Soil is often used in construction for foundation purposes. But when mixed with water, it becomes a viable building material that could be used for building structures like what the people did in the Neolithic Period. One could notice in history that there are several mud constructions especially in dry regions, some even existing until today. In fact in 2014, nearly 40% of the world’s population still lived or worked in structures using soil as a construction material.
But using soil as a construction material has been limited and became less famous because of the emergence of concrete. It is unable to compete in terms of building applications.
That is about to change now as researchers have made a huge step in making ‘dirt’ as a modern material for structures.
By adding calcium carbide residue and fly ash as binding agents in what they call as rammed earth or compressed soil, engineers at University of British Columbia discovered that the walls containing such binding agents were 25 times stronger than those without after being cured for 60 days. With soil being used in rammed earth walls, earth bricks and compressed earth blocks, the technique has the potential to be used widely in modern construction.
“Conventional cement construction is the principle building material for buildings, roads, pipelines and bridges around the world. But builders today are seeking cheaper and more environmentally responsible construction materials. One such material may be compressed—or rammed—earth,” says UBC Okanagan engineering professor Sumi Siddiqua. She worked with her student Priscila Barreto from Brazil who started this research as an undergraduate student and continued it in graduate school.

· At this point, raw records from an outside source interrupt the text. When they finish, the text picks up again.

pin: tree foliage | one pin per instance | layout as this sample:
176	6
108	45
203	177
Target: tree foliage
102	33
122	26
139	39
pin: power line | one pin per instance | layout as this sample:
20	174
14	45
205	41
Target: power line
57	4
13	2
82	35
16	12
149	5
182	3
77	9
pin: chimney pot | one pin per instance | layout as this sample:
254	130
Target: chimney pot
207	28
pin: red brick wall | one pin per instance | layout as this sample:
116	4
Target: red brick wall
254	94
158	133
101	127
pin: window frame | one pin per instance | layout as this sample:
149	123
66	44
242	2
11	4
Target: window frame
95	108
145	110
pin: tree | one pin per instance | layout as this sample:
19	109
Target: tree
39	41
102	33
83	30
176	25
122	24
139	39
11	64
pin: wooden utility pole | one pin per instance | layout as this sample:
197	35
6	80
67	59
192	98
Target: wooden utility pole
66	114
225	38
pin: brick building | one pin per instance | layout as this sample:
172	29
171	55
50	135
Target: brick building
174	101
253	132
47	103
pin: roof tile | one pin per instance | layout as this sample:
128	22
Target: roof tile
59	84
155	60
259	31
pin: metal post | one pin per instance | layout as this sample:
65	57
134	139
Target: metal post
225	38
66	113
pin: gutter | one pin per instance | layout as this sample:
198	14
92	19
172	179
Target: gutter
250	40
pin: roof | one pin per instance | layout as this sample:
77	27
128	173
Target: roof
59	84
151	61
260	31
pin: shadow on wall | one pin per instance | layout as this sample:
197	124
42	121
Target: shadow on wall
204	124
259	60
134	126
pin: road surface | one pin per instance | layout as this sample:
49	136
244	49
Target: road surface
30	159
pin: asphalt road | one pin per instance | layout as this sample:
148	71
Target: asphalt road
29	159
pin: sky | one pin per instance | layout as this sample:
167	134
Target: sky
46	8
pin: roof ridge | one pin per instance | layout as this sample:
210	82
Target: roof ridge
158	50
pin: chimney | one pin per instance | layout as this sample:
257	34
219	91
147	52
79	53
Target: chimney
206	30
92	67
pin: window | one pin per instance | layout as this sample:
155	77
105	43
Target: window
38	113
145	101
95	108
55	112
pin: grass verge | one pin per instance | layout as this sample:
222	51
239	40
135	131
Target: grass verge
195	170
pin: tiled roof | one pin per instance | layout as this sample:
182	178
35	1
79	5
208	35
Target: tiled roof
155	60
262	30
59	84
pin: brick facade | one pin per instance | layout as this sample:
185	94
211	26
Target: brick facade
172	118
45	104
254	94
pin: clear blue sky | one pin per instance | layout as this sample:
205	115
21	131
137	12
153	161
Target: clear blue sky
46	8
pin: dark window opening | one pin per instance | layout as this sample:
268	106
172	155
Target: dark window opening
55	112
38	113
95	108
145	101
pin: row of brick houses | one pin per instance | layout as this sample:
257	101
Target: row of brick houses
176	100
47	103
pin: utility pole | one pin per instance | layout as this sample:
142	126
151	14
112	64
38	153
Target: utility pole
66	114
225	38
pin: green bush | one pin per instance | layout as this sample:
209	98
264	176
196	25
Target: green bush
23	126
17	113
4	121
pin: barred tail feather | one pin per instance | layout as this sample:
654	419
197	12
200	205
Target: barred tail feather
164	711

“The core of our challenge was to pinpoint the strongest composition of binding materials,” says Siddiqua. “While research shows that some amount of clay is required to stabilize soils, having a mechanism to better bind the soil grains is the key.”
Meanwhile, Barreto relates her home country to the application of this new technique.
She said, “In countries like Brazil and regions like the Sertão in the country’s northeast, rammed earth is commonly used as a building technique. The opportunity to enable people to build stronger and safer structures with natural soil is one of my central motivations for doing this research.”